The Texas Chainsaw Massacre Review

by Jerry Saravia (faust668 AT aol DOT com)
November 3rd, 2003

THE TEXAS CHAINSAW MASSACRE (2003)
Reviewed by Jerry Saravia
Viewed on October 28th, 2003
RATING: One star

Sequelizing the original fright classic "Texas Chainsaw Massacre" might have seemed fruitless, but remaking it is cruel and unusual punishment. You only need to think back to 1998 to recall such a glaring error in filmmaking standards - Gus Van Sant's recreation of Hitchcock's "Psycho." "Texas Chainsaw Massacre" is Michael Bay and company's dreadful, spiritless remake of a film that has since been deemed the ultimate experience in terror (sorry "Evil Dead" fans).

The movie is set in the early 70's as we witness a van carrying young people on their way to a Skynyrd concert - they listen to Skynyrd's own "Sweet Home Alabama" on the radio so we don't forget what time period it is. A woman is walking on the road, having just survived some ordeal. The compassionate women in the van (including Jessica Biel) pick her up. This scared, comatose passenger suddenly picks up a gun from under her dress and shoots herself in the head. Why? Because she couldn't take it anymore? She suffered too much? No. Because music video director Marcus Nispel and producer Michael Bay want to provide a sensory overload of pumped-up images and music so that the audience never grows restless. The rest of the story focuses a great deal of time on these young, heartless people and their decision on what to do with the corpse and the bloody brains in the backseat of their van (accent on the brain matter). I might believe young people would act in such a way today, but in the 1970's? To be fair, the women are more caring than the men who just want to go to the concert. They do the right thing and call the sheriff (R. Lee Ermey), who proves to be as creepy as the family of savages that live nearby. But never fear my young horror enthusiasts, Leatherface and his buzzing saw are near.
Despite using the cinematographer of the original film, Daniel Pearl, nothing in this "Massacre" is likely to scare you or thrill you. The movie has lots of screaming and running and jumping and some loud chainsaw sounds, nicely amplified by the DTS soundtrack. What is missing is whatever soul the original film had - there was a sense of growing dread cultivated by our hopes that the young victims would walk away from inevitable death. The original "Massacre" was new for showing what depths humanity had sunk to when you would find a house with human bones, skin masks and meathooks. If nothing else, it was a documentary of horror, a living nightmare one couldn't wake up from. Oh, and they were cannibals but this movie barely considers that for a moment - the family in this retro, souped-up version is simply nuts.

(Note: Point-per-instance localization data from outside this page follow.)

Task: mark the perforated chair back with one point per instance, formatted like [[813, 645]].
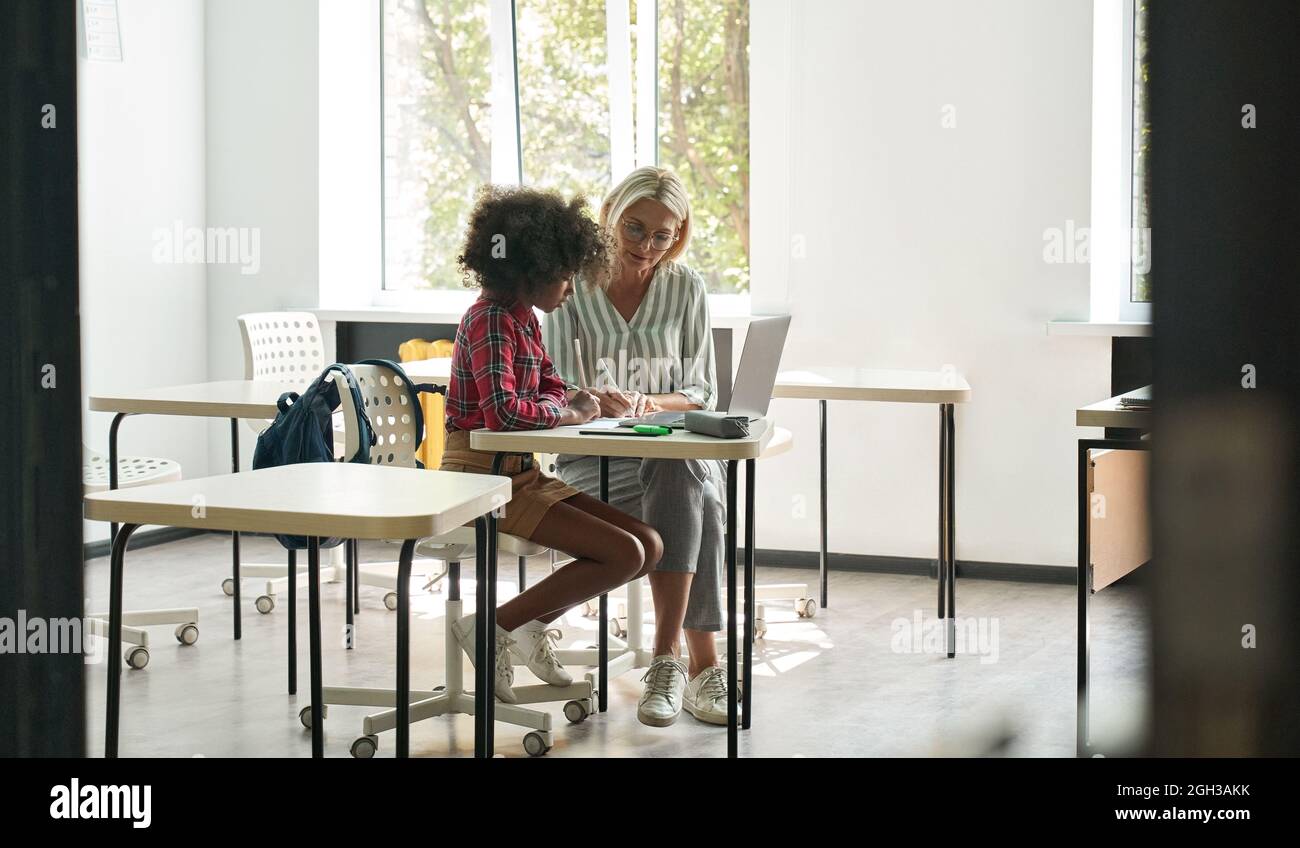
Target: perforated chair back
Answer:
[[388, 405], [282, 346]]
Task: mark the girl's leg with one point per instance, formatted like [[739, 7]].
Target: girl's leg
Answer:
[[611, 548]]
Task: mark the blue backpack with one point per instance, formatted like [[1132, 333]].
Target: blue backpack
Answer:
[[303, 429]]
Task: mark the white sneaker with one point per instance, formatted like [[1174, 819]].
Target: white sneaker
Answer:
[[505, 686], [534, 647], [706, 696], [661, 702]]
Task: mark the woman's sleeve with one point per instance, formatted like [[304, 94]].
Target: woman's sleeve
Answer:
[[558, 338], [492, 360], [698, 367]]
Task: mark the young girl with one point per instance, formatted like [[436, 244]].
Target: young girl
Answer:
[[523, 250]]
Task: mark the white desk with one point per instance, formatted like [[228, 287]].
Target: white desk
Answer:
[[944, 388], [1106, 412], [316, 500], [225, 398], [679, 445]]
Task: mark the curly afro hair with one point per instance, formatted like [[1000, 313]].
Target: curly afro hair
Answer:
[[520, 239]]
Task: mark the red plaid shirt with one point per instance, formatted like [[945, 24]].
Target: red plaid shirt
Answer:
[[501, 376]]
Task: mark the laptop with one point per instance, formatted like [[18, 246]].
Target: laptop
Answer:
[[1136, 399], [754, 379]]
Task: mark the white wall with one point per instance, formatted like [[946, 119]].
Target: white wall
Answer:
[[261, 171], [923, 247], [141, 167]]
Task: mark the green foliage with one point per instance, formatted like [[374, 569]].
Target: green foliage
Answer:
[[438, 116]]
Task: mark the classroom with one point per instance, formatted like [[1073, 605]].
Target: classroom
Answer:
[[650, 379]]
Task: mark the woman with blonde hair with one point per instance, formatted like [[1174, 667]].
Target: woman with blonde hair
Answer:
[[646, 345]]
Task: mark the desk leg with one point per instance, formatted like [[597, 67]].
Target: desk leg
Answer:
[[822, 520], [293, 622], [234, 536], [115, 635], [1082, 582], [732, 734], [603, 637], [484, 684], [313, 617], [112, 467], [403, 693], [490, 718], [748, 676]]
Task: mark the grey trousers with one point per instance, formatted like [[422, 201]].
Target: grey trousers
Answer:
[[683, 500]]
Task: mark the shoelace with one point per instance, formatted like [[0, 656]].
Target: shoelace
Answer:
[[714, 686], [503, 666], [659, 676], [545, 649]]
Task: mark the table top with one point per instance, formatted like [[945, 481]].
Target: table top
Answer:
[[436, 371], [872, 384], [224, 398], [319, 498], [1109, 414], [679, 445]]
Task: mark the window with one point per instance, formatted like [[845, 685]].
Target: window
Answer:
[[567, 95], [1121, 263], [703, 128], [1139, 288]]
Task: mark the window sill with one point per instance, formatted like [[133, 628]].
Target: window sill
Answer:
[[1099, 328]]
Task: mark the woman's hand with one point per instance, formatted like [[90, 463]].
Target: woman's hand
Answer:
[[615, 403]]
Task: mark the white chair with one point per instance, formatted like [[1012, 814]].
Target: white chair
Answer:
[[289, 347], [137, 471], [389, 410]]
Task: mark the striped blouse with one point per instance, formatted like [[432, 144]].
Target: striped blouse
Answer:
[[667, 346]]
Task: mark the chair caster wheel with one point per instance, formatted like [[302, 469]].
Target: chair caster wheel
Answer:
[[304, 714], [576, 712], [536, 744], [364, 747]]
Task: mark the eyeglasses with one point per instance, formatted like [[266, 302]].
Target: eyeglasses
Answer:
[[636, 234]]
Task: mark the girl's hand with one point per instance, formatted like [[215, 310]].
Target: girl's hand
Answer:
[[585, 405]]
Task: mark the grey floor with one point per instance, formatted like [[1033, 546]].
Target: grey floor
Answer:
[[859, 679]]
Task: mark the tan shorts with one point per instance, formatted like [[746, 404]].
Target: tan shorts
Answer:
[[533, 493]]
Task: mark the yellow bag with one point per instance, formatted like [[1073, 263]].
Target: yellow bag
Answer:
[[432, 405]]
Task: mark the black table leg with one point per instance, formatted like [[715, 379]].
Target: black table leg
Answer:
[[748, 691], [603, 637], [293, 621], [234, 536], [950, 510], [823, 567], [732, 731], [403, 693], [313, 615], [115, 636], [350, 557]]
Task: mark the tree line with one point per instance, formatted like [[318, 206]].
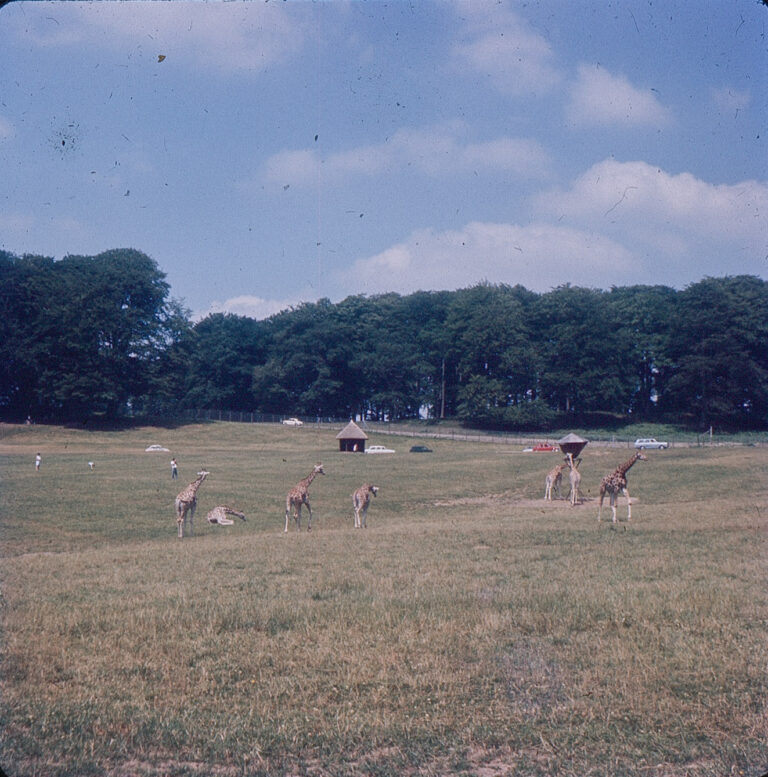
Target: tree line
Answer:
[[100, 336]]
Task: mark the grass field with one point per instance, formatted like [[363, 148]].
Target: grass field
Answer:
[[472, 628]]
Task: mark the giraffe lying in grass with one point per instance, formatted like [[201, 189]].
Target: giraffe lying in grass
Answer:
[[361, 499], [219, 515]]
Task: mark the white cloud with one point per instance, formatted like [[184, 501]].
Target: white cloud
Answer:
[[599, 97], [539, 256], [439, 150], [247, 305], [643, 199], [225, 36], [501, 46]]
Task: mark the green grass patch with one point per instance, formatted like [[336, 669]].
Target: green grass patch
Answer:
[[471, 628]]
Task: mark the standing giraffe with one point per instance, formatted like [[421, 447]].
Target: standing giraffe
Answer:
[[298, 496], [186, 503], [553, 481], [219, 515], [615, 484], [574, 476], [360, 501]]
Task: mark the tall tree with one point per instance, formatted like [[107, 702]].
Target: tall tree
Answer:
[[91, 328], [720, 352]]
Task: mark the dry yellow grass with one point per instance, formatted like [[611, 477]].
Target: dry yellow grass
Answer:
[[471, 629]]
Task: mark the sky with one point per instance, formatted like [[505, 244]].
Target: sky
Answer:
[[270, 153]]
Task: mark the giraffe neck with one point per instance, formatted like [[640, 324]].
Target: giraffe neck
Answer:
[[196, 483], [622, 470]]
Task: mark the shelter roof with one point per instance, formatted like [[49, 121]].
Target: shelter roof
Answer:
[[351, 432]]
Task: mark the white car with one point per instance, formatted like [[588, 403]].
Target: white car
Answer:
[[651, 443]]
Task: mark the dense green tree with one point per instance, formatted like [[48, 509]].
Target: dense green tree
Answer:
[[89, 331], [720, 352], [221, 353], [583, 359]]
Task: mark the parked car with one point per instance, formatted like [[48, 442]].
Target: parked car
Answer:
[[651, 443]]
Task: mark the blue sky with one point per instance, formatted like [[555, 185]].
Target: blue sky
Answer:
[[269, 153]]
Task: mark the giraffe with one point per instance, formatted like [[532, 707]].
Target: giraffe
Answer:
[[219, 515], [553, 481], [186, 502], [616, 483], [360, 501], [298, 496], [575, 478]]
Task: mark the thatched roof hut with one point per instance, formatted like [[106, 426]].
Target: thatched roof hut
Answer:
[[572, 444], [352, 439]]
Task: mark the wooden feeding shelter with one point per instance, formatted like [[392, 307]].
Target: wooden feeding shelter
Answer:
[[352, 439], [572, 444]]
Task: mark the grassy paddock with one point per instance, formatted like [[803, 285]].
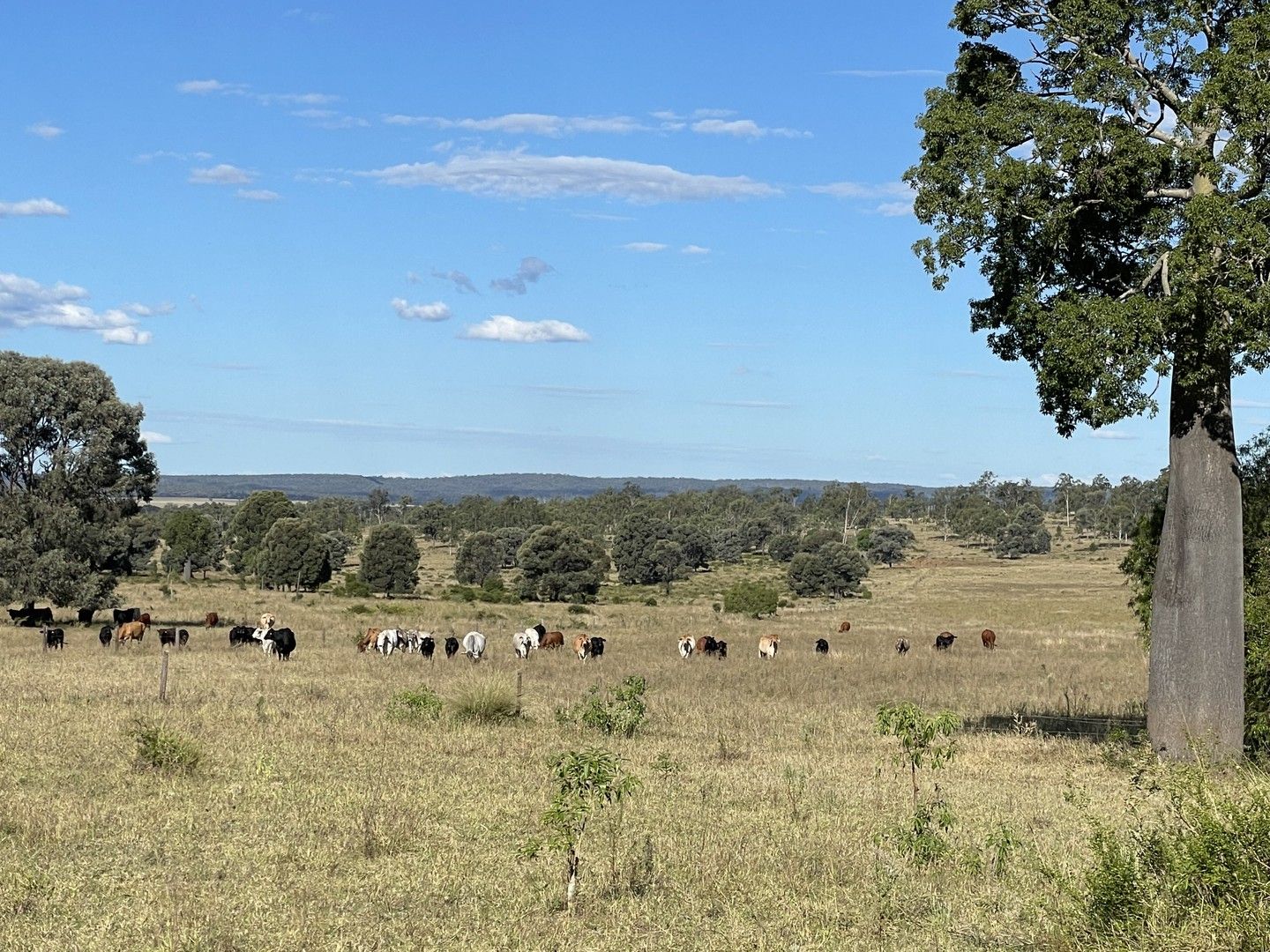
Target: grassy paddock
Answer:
[[314, 819]]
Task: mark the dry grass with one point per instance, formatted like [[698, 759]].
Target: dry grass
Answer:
[[315, 822]]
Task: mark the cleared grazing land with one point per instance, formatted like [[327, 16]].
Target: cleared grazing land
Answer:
[[315, 822]]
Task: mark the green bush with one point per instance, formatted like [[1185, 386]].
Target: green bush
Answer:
[[620, 710], [163, 749], [415, 706]]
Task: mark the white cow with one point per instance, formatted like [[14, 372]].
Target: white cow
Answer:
[[474, 645]]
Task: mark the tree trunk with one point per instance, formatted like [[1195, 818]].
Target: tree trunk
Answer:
[[1195, 695]]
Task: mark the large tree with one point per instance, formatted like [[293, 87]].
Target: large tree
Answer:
[[1105, 164], [72, 470]]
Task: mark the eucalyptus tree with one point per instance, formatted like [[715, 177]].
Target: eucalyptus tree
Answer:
[[1105, 165]]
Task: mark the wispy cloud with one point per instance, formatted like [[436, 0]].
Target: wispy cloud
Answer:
[[528, 273], [521, 175], [28, 303], [222, 175], [511, 331], [45, 130], [32, 208], [436, 311]]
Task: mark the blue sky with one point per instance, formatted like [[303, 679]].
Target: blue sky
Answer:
[[419, 240]]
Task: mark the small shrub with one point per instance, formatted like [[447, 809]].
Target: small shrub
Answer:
[[415, 706], [163, 749], [620, 710]]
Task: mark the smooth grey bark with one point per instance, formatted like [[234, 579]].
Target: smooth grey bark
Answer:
[[1195, 691]]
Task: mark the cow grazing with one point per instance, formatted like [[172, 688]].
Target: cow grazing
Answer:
[[553, 639], [240, 635], [474, 645], [130, 631]]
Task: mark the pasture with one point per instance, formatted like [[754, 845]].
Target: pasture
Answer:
[[315, 822]]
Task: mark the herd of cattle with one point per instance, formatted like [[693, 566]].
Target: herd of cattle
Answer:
[[131, 625]]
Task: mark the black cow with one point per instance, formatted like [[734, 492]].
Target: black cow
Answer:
[[242, 635], [283, 643]]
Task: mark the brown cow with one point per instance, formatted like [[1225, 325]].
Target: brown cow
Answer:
[[553, 639], [130, 631]]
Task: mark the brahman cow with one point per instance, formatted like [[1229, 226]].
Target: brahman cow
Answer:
[[474, 645]]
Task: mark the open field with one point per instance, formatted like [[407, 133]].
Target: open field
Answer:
[[315, 822]]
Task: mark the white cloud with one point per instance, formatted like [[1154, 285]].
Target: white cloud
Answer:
[[511, 331], [436, 311], [521, 175], [28, 303], [528, 273], [45, 130], [32, 208], [222, 175], [743, 129]]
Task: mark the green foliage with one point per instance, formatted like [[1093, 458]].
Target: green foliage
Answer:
[[752, 598], [292, 555], [390, 560], [72, 471], [163, 750], [559, 564], [415, 706], [619, 710]]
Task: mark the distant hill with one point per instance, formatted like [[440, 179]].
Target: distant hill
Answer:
[[451, 489]]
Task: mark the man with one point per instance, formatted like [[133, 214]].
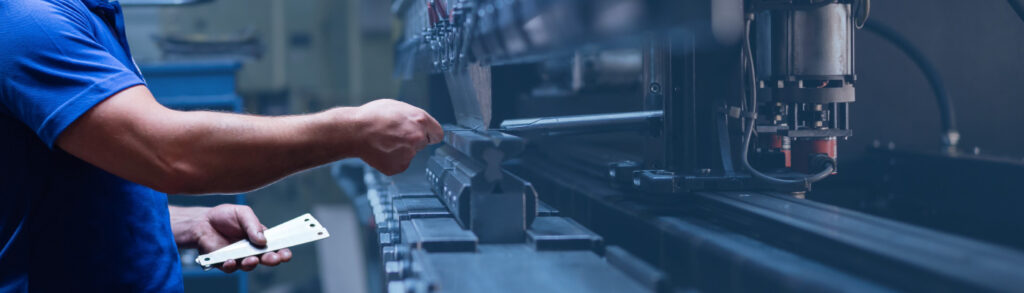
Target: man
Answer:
[[87, 156]]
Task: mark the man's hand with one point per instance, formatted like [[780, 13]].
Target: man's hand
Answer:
[[211, 228], [392, 131], [133, 136]]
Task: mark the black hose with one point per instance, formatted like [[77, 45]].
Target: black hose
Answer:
[[1016, 4], [946, 115], [804, 181]]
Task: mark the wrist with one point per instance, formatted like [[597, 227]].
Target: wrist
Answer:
[[185, 223], [346, 127]]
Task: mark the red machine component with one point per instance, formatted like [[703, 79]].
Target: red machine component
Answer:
[[805, 149], [777, 143]]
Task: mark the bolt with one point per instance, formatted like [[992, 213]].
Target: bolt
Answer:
[[655, 87]]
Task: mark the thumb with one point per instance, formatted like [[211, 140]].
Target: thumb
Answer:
[[250, 223]]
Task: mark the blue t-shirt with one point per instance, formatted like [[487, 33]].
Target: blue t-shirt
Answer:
[[65, 224]]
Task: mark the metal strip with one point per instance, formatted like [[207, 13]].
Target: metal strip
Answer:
[[302, 229]]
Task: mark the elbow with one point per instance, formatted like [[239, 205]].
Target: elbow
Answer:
[[184, 177]]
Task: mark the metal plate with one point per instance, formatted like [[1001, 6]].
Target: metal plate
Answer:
[[302, 229]]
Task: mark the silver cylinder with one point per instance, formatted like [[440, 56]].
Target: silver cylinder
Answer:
[[814, 41]]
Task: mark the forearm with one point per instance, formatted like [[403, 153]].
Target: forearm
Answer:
[[133, 136], [226, 153]]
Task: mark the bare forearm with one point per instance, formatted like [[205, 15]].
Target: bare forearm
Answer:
[[133, 136], [226, 153]]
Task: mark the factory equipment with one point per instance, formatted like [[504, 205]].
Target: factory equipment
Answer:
[[638, 145]]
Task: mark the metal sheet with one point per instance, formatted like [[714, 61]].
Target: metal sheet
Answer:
[[470, 91]]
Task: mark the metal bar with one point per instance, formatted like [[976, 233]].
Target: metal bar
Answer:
[[629, 121], [908, 257]]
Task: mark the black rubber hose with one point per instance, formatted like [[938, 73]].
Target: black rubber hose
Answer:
[[1016, 4], [946, 113]]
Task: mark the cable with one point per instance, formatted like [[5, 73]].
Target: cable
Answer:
[[805, 180], [950, 136], [1016, 4]]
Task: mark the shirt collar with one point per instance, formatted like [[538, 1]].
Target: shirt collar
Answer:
[[98, 4]]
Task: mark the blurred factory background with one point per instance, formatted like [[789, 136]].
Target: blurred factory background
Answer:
[[272, 57], [291, 56]]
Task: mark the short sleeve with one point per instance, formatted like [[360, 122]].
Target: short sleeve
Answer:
[[53, 69]]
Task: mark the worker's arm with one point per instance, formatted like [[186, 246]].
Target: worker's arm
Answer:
[[133, 136], [210, 228]]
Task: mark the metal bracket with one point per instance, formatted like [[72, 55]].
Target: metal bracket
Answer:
[[302, 229]]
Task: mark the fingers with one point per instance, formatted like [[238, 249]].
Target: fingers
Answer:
[[249, 263], [269, 258], [229, 266], [250, 223]]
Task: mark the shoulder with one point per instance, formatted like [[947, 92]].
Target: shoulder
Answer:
[[32, 27], [26, 17]]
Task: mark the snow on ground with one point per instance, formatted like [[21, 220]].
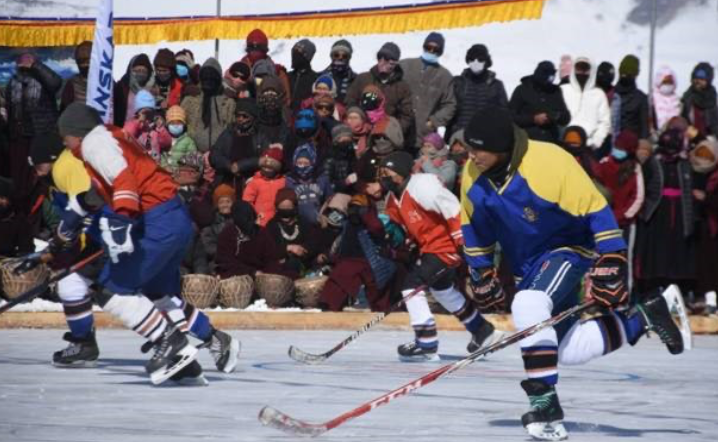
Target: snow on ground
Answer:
[[595, 28], [637, 394]]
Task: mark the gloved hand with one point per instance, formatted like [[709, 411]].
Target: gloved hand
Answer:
[[116, 233], [609, 279], [488, 293]]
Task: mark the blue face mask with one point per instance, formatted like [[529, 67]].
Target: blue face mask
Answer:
[[430, 58], [619, 154], [176, 129], [182, 71]]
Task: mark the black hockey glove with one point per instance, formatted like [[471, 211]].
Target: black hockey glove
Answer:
[[488, 293], [609, 279]]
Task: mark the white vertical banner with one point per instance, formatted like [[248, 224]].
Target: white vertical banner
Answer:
[[99, 79]]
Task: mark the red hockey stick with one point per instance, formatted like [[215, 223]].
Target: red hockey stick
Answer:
[[271, 417]]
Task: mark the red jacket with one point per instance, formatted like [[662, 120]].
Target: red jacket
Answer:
[[627, 199], [430, 215], [124, 174]]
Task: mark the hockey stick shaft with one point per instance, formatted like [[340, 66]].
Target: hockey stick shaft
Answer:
[[40, 288], [281, 421], [380, 317]]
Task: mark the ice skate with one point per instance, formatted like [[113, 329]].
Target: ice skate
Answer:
[[657, 318], [190, 376], [412, 352], [172, 353], [224, 350], [485, 336], [545, 419], [81, 353]]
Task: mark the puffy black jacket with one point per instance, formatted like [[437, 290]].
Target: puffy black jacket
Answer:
[[530, 99]]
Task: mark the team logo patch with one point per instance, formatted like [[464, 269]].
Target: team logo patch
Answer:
[[530, 215]]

"Texas Chainsaw Massacre" is, as correctly mentioned by Roger Ebert, a geek show where frigid close-ups of slimy, bloody fluids and hand-held camera footage of people running suggest hysteria, not fear. These young people seem to have ample opportunities to run away from these crazy folks, thus the urgency is missing. There is mostly sadism for the sake of having sadism (and maybe someone can explain Biel killing a guy who keeps sliding into the same meat hook he is hanging from. I know the guy is suffering and asks to be put out of his misery, but did she need to use a big knife and thrust it into his gut?) The buzz in this new "Massacre" may be loud but the thrill is gone, folks.